Wednesday, March 21, 2007

 

Oh yeah -- some Wikipedia policy changes were reverted

It might seem odd to some, but the merging of the policies known as Verifiability, No Original Research and Reliable Sources into Attribution -- and Jimbo's reversion of that merge didn't actually register with me. Yes, partly because I had something else on my mind, but mostly because no matter which way this thing goes, it won't affect me, just another Wikipedian, as much as some might think.

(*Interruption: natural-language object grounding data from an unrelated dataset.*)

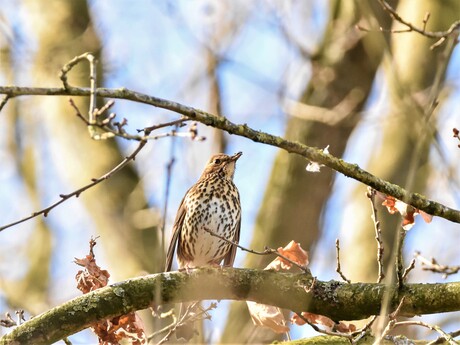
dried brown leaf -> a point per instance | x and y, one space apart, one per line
267 316
292 251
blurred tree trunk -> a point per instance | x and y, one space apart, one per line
63 30
30 291
342 77
408 130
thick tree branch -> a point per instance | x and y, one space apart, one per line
317 155
340 301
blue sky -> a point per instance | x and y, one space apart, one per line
157 48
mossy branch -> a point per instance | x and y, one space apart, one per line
296 292
313 154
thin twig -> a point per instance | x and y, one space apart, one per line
338 269
391 323
323 331
441 339
109 132
267 251
71 64
360 333
433 266
446 336
408 269
440 35
95 181
400 257
378 234
311 153
4 101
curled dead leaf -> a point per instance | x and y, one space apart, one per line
294 252
267 316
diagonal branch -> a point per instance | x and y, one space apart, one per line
76 193
313 154
339 301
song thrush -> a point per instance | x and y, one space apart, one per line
213 203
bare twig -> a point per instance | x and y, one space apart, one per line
338 269
311 153
95 181
378 234
109 132
408 269
455 130
391 323
267 251
4 101
188 317
400 257
440 35
433 266
441 339
360 333
8 321
446 336
324 331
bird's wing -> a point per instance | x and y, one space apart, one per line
230 257
178 222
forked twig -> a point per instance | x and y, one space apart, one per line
338 268
76 193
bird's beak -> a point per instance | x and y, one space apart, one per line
236 156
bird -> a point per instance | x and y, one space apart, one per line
213 204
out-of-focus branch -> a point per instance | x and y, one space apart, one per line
313 154
440 35
340 301
65 197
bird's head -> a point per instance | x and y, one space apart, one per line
222 164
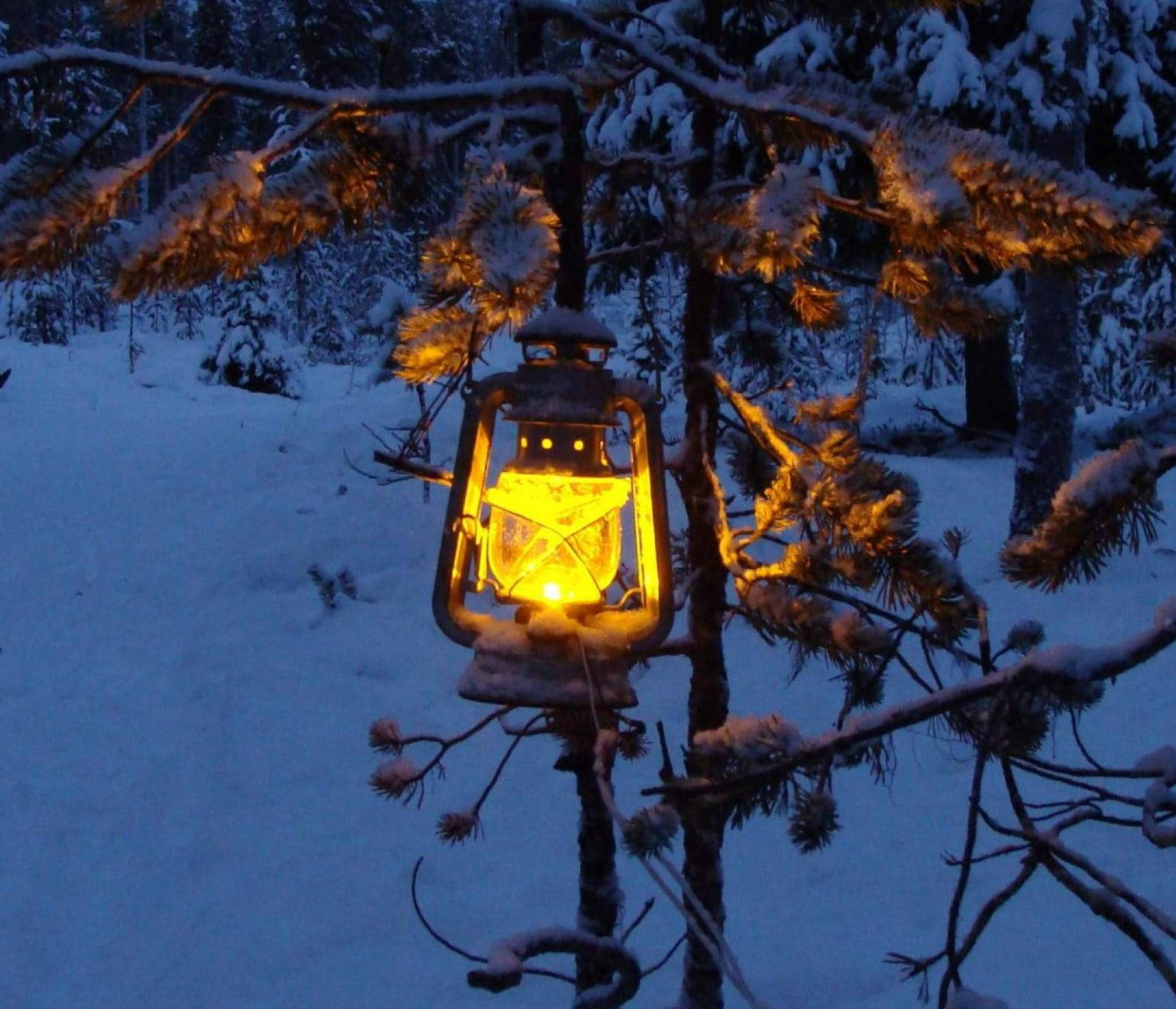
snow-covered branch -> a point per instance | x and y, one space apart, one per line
728 94
1063 663
367 101
505 967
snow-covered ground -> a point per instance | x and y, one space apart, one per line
185 818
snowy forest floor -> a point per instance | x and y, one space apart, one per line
184 807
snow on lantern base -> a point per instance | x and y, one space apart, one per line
553 661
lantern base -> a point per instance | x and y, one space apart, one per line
513 667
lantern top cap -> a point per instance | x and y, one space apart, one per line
567 333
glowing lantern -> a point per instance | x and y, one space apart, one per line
576 542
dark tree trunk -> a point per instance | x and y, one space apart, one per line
702 829
564 186
990 395
600 894
1051 373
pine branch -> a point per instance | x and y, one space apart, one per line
1108 507
1067 663
724 94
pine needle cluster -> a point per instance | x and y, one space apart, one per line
1109 507
963 196
487 269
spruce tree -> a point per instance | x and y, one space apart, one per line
731 162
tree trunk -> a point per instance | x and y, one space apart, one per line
990 395
600 894
564 186
1051 373
702 829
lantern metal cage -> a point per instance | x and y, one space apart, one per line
576 543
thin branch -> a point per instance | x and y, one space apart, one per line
660 964
963 431
1090 665
726 94
365 101
464 953
96 135
412 467
641 916
1108 909
517 738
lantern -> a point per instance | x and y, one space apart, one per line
554 563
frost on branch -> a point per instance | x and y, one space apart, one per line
771 232
39 233
505 966
963 998
1160 796
228 221
753 739
1108 507
813 821
936 304
965 196
651 830
488 269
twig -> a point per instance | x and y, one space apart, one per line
464 953
412 467
641 916
963 431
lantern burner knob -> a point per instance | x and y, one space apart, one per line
566 337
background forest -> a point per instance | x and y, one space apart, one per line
844 246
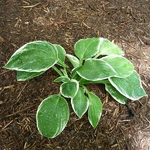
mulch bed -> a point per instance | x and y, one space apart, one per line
65 22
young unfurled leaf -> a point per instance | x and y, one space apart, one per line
35 56
61 54
96 69
130 86
94 110
121 65
108 48
74 61
52 116
69 89
80 103
22 75
115 94
62 79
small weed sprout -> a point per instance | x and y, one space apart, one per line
96 60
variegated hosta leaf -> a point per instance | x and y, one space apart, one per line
22 75
52 116
36 56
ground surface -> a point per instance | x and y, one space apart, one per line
127 22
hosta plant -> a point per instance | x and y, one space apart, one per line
96 60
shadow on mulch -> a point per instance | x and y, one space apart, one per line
65 22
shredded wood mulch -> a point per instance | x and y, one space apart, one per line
122 127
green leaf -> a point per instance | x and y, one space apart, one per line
74 61
35 56
95 109
52 116
69 89
108 48
62 79
115 94
130 86
61 54
80 103
22 75
121 65
96 69
86 48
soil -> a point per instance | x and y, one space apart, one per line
126 22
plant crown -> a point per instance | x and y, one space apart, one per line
96 60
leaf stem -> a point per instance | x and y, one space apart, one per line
57 70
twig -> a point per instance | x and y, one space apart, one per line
31 6
6 87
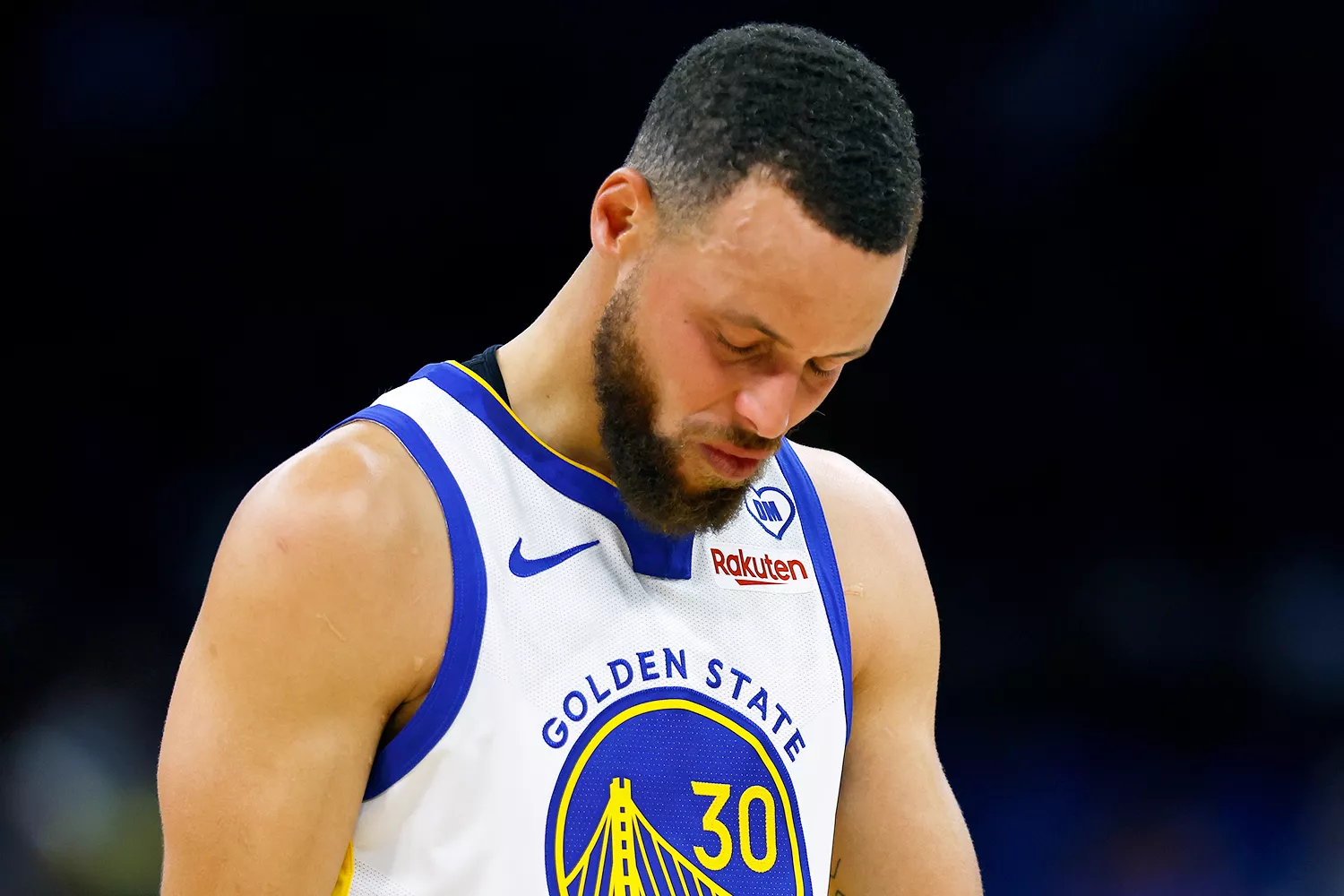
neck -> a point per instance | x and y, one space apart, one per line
548 367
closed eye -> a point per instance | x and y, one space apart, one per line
820 373
733 347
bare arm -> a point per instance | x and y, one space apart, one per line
327 608
898 828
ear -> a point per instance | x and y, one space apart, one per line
624 218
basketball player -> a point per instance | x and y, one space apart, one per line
574 616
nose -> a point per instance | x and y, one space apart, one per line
768 402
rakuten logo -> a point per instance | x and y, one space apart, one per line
745 567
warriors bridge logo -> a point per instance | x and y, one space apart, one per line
668 793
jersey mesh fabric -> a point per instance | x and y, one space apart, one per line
470 817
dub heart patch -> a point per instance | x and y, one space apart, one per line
771 508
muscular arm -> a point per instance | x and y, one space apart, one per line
898 828
327 608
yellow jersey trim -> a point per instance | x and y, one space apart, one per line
347 874
526 429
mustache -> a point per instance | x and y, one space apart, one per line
734 435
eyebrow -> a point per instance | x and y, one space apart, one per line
757 324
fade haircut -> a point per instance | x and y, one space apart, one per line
804 110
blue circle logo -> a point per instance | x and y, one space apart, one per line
671 793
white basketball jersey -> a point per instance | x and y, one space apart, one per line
617 712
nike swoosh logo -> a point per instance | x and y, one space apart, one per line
521 567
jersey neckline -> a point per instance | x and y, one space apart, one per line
652 552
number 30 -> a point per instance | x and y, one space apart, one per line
719 794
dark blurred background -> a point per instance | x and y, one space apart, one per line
1109 392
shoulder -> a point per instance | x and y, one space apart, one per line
892 618
339 555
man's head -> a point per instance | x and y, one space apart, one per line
758 233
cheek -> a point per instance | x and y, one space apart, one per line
683 368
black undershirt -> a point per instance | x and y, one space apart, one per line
487 366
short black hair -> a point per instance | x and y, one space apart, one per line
808 112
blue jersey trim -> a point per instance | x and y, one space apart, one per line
817 536
650 552
446 694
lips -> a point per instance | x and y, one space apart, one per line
733 462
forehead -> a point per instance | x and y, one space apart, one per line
758 253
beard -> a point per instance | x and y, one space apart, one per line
644 462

The reason is simple: I don't pay that close of attention to how these things shake out. I follow my common sense, the intent of these policies (which isn't going to change in a meaningful way) and my experience for how things have been done on Wikipedia, and that works in most situations. I'd like to say that when it doesn't, assuming good faith towards my fellow Wikipedians fixes the problem -- but too often I lose my temper, so that really isn't my solution. This doesn't mean I'm a passionate advocate of Ignore all rules; the rules and processes are there to make things more predictable. I just try to follow the Latin dictum: Rem tene, uerbe sequentur -- "Hold to the idea, and the actions will follow."

And besides, the rules and policies can be changed with a simple series of keyboard and mouse clicks at any time. I'd rather say that I was not following a policy to the letter because of ignorance -- not because I intentionally decided to "Ignore all rules." People who insist on enforcing policies that closely quickly leave Wikipedia.

Nor do I mean to imply that I ignored that project. I looked in at the beginning, saw that it was in the hands of a capable Wikipedian, Slim Virgin, and decided to focus my attention on something more interesting. Also, I have an admitted interest in the "Original Research" policy, and figured that I'd just encounter something that I didn't like and lose my temper over its -- which would not benefit me or anyone else. And lastly, the exact wording of policies are important only to two classes of people: newbies, who are learning the rules; and troublemakers, who are looking for ways to twist the language around in order to create mischief.

I should hope by now that I know how things work on Wikipedia; if I haven't, then I have more problems than this piece of policy.